Country Garden has about 30 days left to make its overdue payment or risk default. (Source: Bloomberg) |
Once China’s largest real estate company, Country Garden’s debt default is drawing attention from the public and many investors after it missed payments on two types of dollar bonds worth up to $22.5 million earlier this month and had trading of 11 domestic bonds suspended last week.
Country Garden has about 30 days to make the overdue payment or risk defaulting. The company also said it would “do everything possible to save itself and make every effort to carry out projects and repay debts.”
To prevent a default, Country Garden has proposed a debt extension plan for a batch of domestic bonds with a total value of 3.9 billion yuan ($533.6 million), scheduled to mature on September 2, according to Chinese media.
The company is also seeking to reach an agreement with its creditors, under which Country Garden will pay each creditor 100,000 yuan in advance and repay the remaining amount in seven installments over three years.
JPMorgan estimates that Country Garden and its subsidiaries will face more than $2.5 billion in bond payments and domestic and foreign debt maturing before the end of this year.
“The general rule is that if a company cannot pay all bondholders when they come due, it will have to stop paying all creditors and restructure its debt,” JP Morgan commented.
Without additional credit support from Chinese regulators and major financial institutions, Country Garden will continue to see a growing risk of defaulting on overseas debt, analysts at financial services firm Morningstar said.

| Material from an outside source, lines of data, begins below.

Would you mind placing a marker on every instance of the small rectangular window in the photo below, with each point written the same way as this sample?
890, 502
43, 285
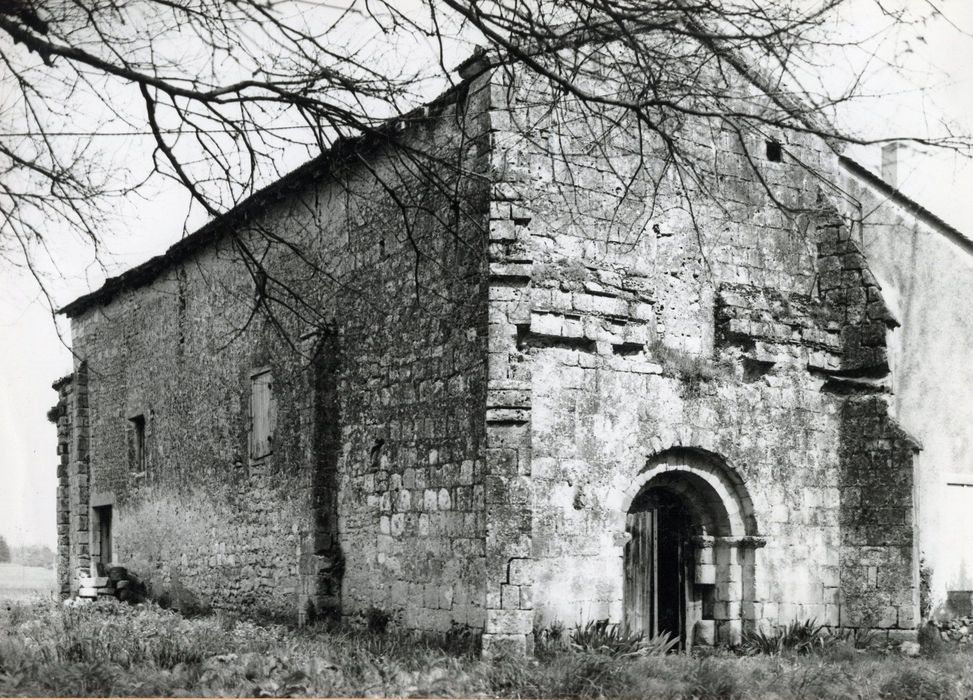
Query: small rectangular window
136, 444
775, 153
262, 414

To continue to survive, some measures that Country Garden can apply include asset liquidation, debt extension, exchange offer, stock issuance…

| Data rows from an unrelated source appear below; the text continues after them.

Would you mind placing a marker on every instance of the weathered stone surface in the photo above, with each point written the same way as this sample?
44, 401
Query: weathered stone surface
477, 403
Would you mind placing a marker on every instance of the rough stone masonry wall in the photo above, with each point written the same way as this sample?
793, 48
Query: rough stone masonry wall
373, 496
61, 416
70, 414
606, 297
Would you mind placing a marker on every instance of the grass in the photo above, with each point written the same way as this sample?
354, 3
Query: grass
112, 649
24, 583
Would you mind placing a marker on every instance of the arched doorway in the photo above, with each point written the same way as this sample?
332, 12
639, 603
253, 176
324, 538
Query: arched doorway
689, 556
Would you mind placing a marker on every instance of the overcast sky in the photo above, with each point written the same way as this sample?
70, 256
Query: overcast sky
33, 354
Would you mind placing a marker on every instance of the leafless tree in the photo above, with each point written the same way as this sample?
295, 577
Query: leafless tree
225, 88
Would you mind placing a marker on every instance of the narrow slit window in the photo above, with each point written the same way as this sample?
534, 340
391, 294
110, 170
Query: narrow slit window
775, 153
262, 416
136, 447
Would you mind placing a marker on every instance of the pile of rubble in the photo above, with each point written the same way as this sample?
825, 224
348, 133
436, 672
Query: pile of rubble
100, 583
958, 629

“Despite the theory, asset disposals and debt swaps are unlikely to help real estate companies eliminate their debts. Many companies have adopted such measures but still cannot avoid the risk of default,” said an analyst at Morningstar.
Mr. John Lam, CEO, head of China and Hong Kong (China) real estate research department of UBS bank, said that if Country Garden defaults, the negative impact will be that other real estate companies will also follow suit and fall into crisis.
Economists fear that Country Garden's liquidity crisis could spread to its peers as mortgage values fall and people become more cautious about buying homes, especially in smaller cities.
Privately run real estate developers with projects in smaller Chinese cities would be at risk if industry giant Country Garden defaults, according to investment management firm T. Rowe Price Group and investment bank Jefferies Financial Group.
“The consequences of Country Garden’s default will affect other private developers and cause a contagion effect,” said Sheldon Chan, portfolio manager at T. Rowe Price. “In the event of a default, other private developers may also suffer collateral damage.”
However, according to Mr. Ron Thompson, CEO of global restructuring consultancy Alvarez & Marsal (A&M) Asia, bankruptcy is sometimes not necessarily the "doomsday" because it can be a good choice, helping companies preserve cash, restructure and ensure the rights of some related parties.
“The problem with some Chinese real estate companies is that in order to avoid bankruptcy, they have borrowed a lot of money and incurred a lot of costs without coming up with a sustainable solution,” Mr. Ron Thompson analyzed.